Using embedding_dim=12 and num_heads=16:
q has shape:(1, 15, 12)
Output of encoder has shape:(1, 7, 8)
Output of decoder layer has shape:(1, 15, 12)
Att Weights Block 1 has shape:(1, 16, 15, 15)
Att Weights Block 2 has shape :(1, 16, 15, 7)
Expected Output
Output:
Using embedding_dim=12 and num_heads=16:
q has shape:(1, 15, 12)
Output of encoder has shape:(1, 7, 8)
Output of decoder layer has shape:(1, 15, 12)
Att Weights Block 1 has shape:(1, 16, 15, 15)
Att Weights Block 2 has shape:(1, 16, 15, 3)
Hi, I’m also facing the same issue where the shape of attn_weights_block2 is (1, 16, 15, 7) while it suppose to be (1, 16, 15, 3).
The shape of the other two values out3 and attn_weights_block1 are still correct
@lucas.coutinho , attn_weights_block2 should be of shape: (batch_size, num_heads, target_seq_len, input_seq_len) as per the Return comments in the call function. And input_seq_len is indeed 7.
Further, attn_weights_block1 and attn_weights_block2 should be of different shapes contrary to what is mentioned in commented block of call function.
Hi guys, thanks for your input on this. The issue is already in github and I have assigned it to your Curriculum Engineer, as soon as I get an update I will post here.
Hi all! The mkdown has a mistake, this will be fixed today. (You might not see the change unless you refresh your assignment to get the latest version but it will be fixed for future learners automatically)
Also this leads to
Failed test case: Wrong values in ‘attn_w_b2’. Check the call to self.mha2.

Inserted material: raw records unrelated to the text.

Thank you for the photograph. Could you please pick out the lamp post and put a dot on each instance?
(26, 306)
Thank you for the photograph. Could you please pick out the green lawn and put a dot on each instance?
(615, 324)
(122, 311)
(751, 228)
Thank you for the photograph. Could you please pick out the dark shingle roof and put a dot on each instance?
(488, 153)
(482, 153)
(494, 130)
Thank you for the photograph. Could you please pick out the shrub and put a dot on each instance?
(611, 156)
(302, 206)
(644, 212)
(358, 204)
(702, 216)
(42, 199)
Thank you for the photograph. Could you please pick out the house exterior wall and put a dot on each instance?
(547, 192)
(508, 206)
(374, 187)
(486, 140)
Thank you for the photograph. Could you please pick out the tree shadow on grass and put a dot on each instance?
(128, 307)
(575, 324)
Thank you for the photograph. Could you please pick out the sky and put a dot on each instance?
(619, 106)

Expected: [0.34003818, 0.32569194, 0.33426988]
Got: [0.34083953 0.32673767 0.33242285]
Failed test case: Wrong values in ‘out’.
Expected: [1.1810006, -1.5600019, 0.41289005, -0.03388882]

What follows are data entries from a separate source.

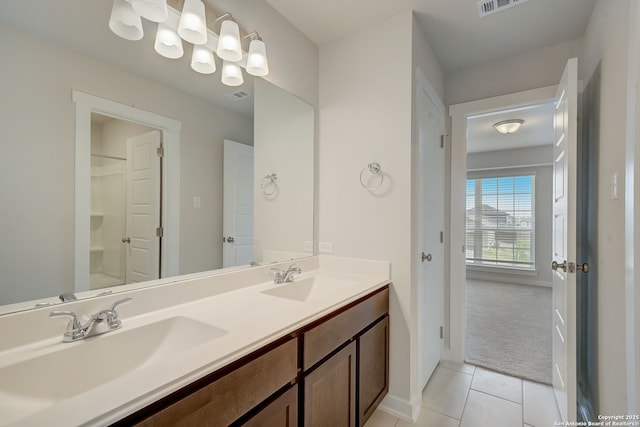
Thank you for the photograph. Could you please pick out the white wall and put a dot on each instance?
(536, 160)
(528, 70)
(366, 116)
(606, 42)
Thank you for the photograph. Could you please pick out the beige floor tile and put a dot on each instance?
(381, 419)
(460, 367)
(499, 385)
(429, 418)
(446, 392)
(484, 410)
(540, 408)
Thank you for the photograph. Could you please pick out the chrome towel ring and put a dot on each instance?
(268, 185)
(374, 178)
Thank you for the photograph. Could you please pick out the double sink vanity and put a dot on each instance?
(230, 348)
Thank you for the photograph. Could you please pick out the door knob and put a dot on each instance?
(555, 266)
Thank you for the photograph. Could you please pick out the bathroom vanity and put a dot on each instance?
(226, 349)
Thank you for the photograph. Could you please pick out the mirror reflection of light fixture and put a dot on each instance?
(257, 64)
(125, 21)
(202, 60)
(153, 10)
(231, 74)
(508, 126)
(190, 25)
(193, 24)
(229, 47)
(168, 42)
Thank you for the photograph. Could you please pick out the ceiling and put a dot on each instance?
(457, 34)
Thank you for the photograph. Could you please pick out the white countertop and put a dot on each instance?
(250, 318)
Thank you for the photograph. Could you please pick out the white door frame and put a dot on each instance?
(457, 270)
(171, 128)
(632, 214)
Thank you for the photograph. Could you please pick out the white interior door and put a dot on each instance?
(564, 242)
(237, 222)
(143, 207)
(431, 230)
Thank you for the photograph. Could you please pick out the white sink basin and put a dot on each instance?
(77, 367)
(310, 288)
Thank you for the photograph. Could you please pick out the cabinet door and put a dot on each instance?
(282, 412)
(329, 391)
(373, 371)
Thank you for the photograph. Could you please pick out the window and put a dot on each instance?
(500, 222)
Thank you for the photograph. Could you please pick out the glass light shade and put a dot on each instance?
(202, 60)
(508, 126)
(168, 43)
(193, 24)
(257, 64)
(231, 74)
(153, 10)
(125, 21)
(229, 47)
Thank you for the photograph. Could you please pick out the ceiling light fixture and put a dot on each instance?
(125, 21)
(257, 64)
(508, 126)
(190, 25)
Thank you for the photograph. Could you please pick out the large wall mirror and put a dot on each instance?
(87, 204)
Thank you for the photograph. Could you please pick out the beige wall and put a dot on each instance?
(365, 116)
(606, 42)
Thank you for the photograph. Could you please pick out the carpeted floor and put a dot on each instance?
(509, 329)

Got: [ 1.3311304 -1.4207214 0.365438 -0.275847 ]
Failed test case: Wrong values in ‘out’ when we mask the last word. Are you passing the padding_mask to the inner functions?.
Expected: [1.1297308, -1.6106694, 0.32352272, 0.15741566]
Got: [ 1.3888907 -1.414115 0.2009444 -0.17572011] @a-zarta@lucas.coutinho@jyadav202
Are you certain there isn’t a defect in your code? Because if the test case and shape were incorrect, I think we would have a lot more reports about the issue than just yours.